Spitzensport auch in der Halle

Mit einem ganz besonderen Aufstieg konnten dieses Jahr die Basketballer des PSK aufwarten: Die SPD-Gemeinderatsfraktion gratuliert ganz herzlich zum grandiosen Einzug der Lions in die 2. Bundesliga. Getrübt wird der Stolz auf die Mannschaft jedoch durch die ungeklärte Hallensituation. Für meine Fraktion war schon früh klar, dass die Leichtbauhalle „Blaue Hölle“ aus Gotha eine willkommene Interimslösung bedeutet.

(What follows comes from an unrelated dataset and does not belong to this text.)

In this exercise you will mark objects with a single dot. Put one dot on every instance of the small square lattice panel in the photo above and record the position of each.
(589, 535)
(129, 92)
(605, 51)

Diese Halle könnte auch anderen Vereinen, insbesondere für größere Veranstaltungen, zur Verfügung stehen. Wer in Karlsruhe weiterhin Spitzenbasketball sehen will, muss bei den Sporthallenkapazitäten „am Ball“ bleiben und darf sich hier nicht verweigern. Die Europahalle hätten wir lieber heute als morgen als große Variante geprüft und umgesetzt, damit auch diese baldmöglichst wieder für den Spitzensport einsetzbar ist.

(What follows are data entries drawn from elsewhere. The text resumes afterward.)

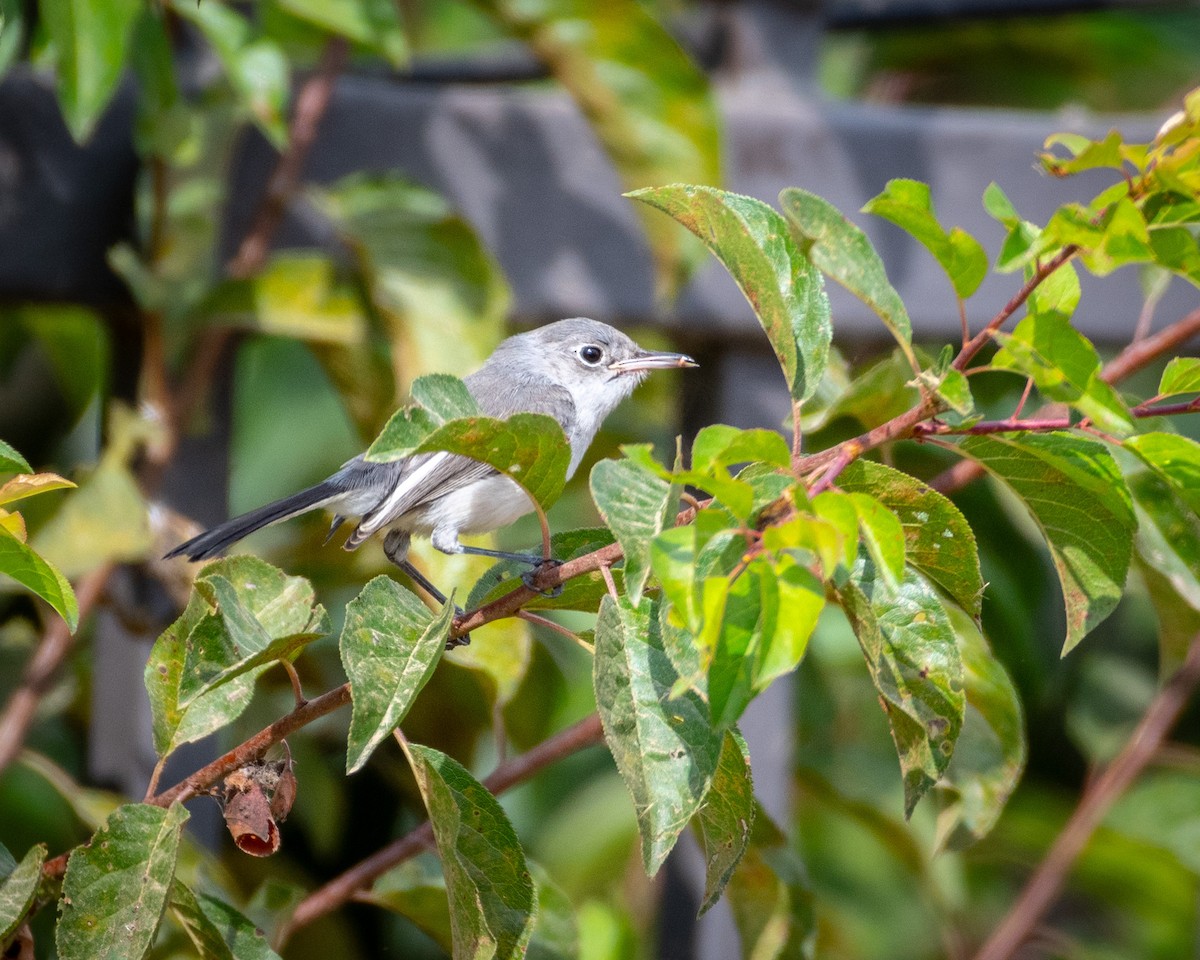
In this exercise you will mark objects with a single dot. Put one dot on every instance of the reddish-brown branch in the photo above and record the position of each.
(311, 102)
(898, 427)
(1132, 359)
(42, 667)
(255, 747)
(342, 888)
(981, 340)
(1047, 881)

KSC-Stadiondiskussion und kein Ende

Nach dem bedauerlichen Abstieg des KSC in die dritte Liga ist eine neuerliche Debatte um den Stadionneubau entflammt. Während die Grünen in der letzten Gemeinderatssitzung gefordert hatten, einen Teil der Planungen für den Neubau des KSC-Stadions auf Eis zu legen und den Aufstieg abzuwarten, um dann Stück für Stück Flickschusterei zu betreiben, haben wir uns auch hier ganz klar zugunsten des Vereins und des längst überfälligen Neubaus positioniert. Die Volksvertreter/Innen sollten hinter den Vereinen stehen – in guten wie in schlechten Zeiten. Das gebietet die Wertschätzung für sportliche Höchstleistungen. Das Akzeptieren von Niederlagen gehört jedoch zu einem fairen Wettkampf genauso dazu. Das alte Stadion ist marode und es ist jedem klar, dass es ohne einen Neubau keine wirtschaftlichen Verbesserungen geben wird. Der Bau des Stadions ist für uns aber unabhängig von einem temporären Abstieg, der von vorneherein eingeplant wurde. Ein so aufwendiges Infrastruktur-Projekt kann nicht einfach geändert werden, denn wir reden hier nicht von einer Hinterhof-Garage.